Habíamos acordado no hablar de lo que el otro no entendiera. Yo quería explicarle que todo aquello que ella pensaba de mí no era un secreto: todos sabemos lo que hay detrás de la puerta-portón. Todos sabemos, también, que enfrentarlo sería sufrir: lo no dicho son las formas del alivio.

Mientras el agua sube llenando el fregadero siento la cosquillita en el cuerpo. Alguno dirá ¡oh, metáfora de estar vivo! y no: un simple teléfono en modo vibrador. Lo dejo sonar una, dos, cinco veces: es el acuerdo del actor. No te esperaba ni tengo prisa en hablar contigo. Una puerta falsa: en el incendio forestal de mi deseo eres gasolina. Y nada arde mejor que un portón.

-Tengo que verte. Tenemos que hablar -dice.
Tenemos, pienso: socializar la urgencia como un argumento. Colectivizar el sentimiento como puente a la empatía.
Ni mierda, pienso y contesto:
-Bueno, te espero.
Los pactos con uno mismo están para quebrarse porque su materialidad residen en que no han sido puestos a prueba. No me masturbaré después de los veinte decía desde la ingenuidad de los quince. Han pasado más de veinte años de amor propio.

Cruzar la puerta es violar un acuerdo pero todo quiebre implica un nuevo contrato. Me explico: reconocer que acepto su belleza relativa sólo como parte de mi mediocridad. El mediocre que esconde su alcoholismo porque no tiene los huevos de asumirlo ni el valor de abandonarlo. Los extremos implican un esfuerzo y lo del medio es la inercia. El silencio como dique que contiene las verdades que nadie quiere ver. Quiero darme cuenta. Pero uno no quiere darse cuenta. O se da o no. No es un proceso intencional. La voluntad de revelación envicia la experiencia. ¿Se puede forzar la epifanía? Sí, pero le cambias el nombre: llámala ilusión.
De la idea al golpe hay un brinco. Antes de que yo construya una nueva puerta de falsedades aparece en la sala de mi casa con una sonrisa Pato Donald.

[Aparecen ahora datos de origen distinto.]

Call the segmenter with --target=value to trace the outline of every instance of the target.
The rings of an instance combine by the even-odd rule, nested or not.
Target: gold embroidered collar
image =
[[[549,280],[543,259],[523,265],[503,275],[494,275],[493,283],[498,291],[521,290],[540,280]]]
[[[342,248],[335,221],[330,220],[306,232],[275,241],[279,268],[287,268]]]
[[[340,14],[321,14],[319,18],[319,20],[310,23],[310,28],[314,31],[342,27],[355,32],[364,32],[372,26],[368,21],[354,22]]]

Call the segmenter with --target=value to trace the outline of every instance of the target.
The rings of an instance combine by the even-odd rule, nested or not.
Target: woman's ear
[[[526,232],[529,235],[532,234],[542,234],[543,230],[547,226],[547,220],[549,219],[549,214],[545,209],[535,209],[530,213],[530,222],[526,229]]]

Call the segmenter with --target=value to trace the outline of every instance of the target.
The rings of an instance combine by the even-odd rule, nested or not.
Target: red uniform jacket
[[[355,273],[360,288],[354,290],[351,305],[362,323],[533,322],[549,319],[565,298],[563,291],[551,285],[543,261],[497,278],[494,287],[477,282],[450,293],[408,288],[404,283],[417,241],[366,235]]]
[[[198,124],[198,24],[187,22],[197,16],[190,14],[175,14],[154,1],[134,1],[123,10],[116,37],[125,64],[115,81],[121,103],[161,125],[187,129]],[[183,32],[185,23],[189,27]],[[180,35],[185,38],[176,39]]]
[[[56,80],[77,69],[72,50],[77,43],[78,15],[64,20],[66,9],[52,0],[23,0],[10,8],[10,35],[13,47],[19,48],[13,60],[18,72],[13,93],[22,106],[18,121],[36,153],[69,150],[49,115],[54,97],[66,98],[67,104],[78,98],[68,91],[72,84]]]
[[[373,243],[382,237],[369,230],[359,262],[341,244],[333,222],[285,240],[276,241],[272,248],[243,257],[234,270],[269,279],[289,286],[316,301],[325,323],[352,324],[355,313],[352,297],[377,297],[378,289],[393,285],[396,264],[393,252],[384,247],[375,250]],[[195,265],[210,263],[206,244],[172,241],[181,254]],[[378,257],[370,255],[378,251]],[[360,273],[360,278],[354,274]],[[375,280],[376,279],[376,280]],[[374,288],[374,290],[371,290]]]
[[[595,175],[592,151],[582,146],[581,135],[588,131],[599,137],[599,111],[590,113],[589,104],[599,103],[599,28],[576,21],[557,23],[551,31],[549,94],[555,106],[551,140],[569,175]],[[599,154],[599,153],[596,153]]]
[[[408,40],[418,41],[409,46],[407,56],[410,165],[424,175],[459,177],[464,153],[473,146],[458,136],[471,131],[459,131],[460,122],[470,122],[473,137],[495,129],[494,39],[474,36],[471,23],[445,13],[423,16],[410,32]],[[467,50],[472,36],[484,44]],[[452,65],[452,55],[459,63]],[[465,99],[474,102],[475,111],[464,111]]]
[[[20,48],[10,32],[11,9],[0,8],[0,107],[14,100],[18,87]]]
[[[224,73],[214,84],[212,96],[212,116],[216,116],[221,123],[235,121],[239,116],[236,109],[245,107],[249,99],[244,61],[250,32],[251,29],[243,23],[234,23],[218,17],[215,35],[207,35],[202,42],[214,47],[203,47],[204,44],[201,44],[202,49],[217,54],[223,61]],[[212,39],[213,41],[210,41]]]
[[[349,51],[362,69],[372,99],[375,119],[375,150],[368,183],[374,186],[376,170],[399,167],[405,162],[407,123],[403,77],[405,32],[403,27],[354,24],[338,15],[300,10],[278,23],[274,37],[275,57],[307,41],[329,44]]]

-Tenemos que hablar -repite
-Tú tienes que hablar -defiendo
Resopla y what the fuck.
Se explaya: inseguridades, pasión desbordada, otra etapa de la vida. Se abre la puerta que encerraba lo que hubo.
Sus palabras vienen manchadas de la prepotencia del que cree lastimar. Sigue: No es culpa tuya, demasiado tarde y otros lugares comunes que alimentan el volcán del ya nada importa: de una patada imaginaria rompo el portón:
-Yo sé de dónde viene el desprecio y te lo voy a decir. Mi falta de ambición maquillada detrás de un budismo sin profundidad intelectual. Te molesta que no sea capaz de levantar la mano cuando un hombre te mira el culo y muchos menos levantarla para trabajar. No logras imaginar el pedazo de vida que te queda con un hombre que vive de ilusiones y proyectos y saliva. Y peor aún: sabes que cuando te miro solo veo fealdad.

Encoge los hombros y dice ordena esta pocilga. Camino al olvido pisa la araña que miraba nuestro derrumbe con el alivio de la tragedia ajena.